The second version is quite clean: the set of available crates is fixed, either by the Cargo.toml or the file system. This makes the fallback simple to implement, because the first test can be done anytime.
However, simply implementing “fallback to new semantics” is not compatible with the “hard constraints” section of the epoch RFC, which states:
There are only two things a new epoch can do that a normal release cannot:
- Change an existing deprecation into a hard error
- This option is only available when the deprecation is expected to hit a relatively small percentage of code.
- Change an existing deprecation to deny by default, and leverage the corresponding lint setting to produce error messages as if the feature were removed entirely.
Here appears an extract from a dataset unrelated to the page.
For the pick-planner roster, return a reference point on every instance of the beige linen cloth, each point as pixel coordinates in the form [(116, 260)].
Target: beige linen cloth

There might though be some way to make a variant that complies, wherein pre-epoch we resolve through the root module but also check for an available crate. If a crate is available, but we found something in the root module that is not the corresponding
extern crate, then we report a warning. This means we warn only if the path would change semantics.
In the newer epoch, then, we would resolve to the crate, but make it an error if there is any item in the root module (i.e., any plausible resolution) and there is a crate by the same name, unless that root item is an
extern crate. This avoids some of the concerns that @josh had about ambiguity, since there is only one possible meaning of
::foo. It does mean that – at least initially – you cannot have a root module named
foo and an external crate named
I don’t know though that this is strictly compatible. I think there could be e.g. a macro expansion in the root module that used to resolve to something from within the crate but which now resolves to something from an external crate. In the older semantics, that macro might have generated items at the root level which would have shadowed an external crate – but now that the macro is resolving via an external crate, it does not. (But, I guess for that to happen, the path to the macro itself must be ambiguous in the new semantics, so maybe there is an induction argument here?)
Sorry if I’m retreading ground here. It’s hard to remember all the territory we covered. Maybe we need to make a kind of “fallback summary” post as well, covering the various ways we can do fallback, and the conditions to be concerned about? (I remember @rpjohnst in particular making a comment earlier referencing the detailed examination of fallback cases from the original RFC thread.)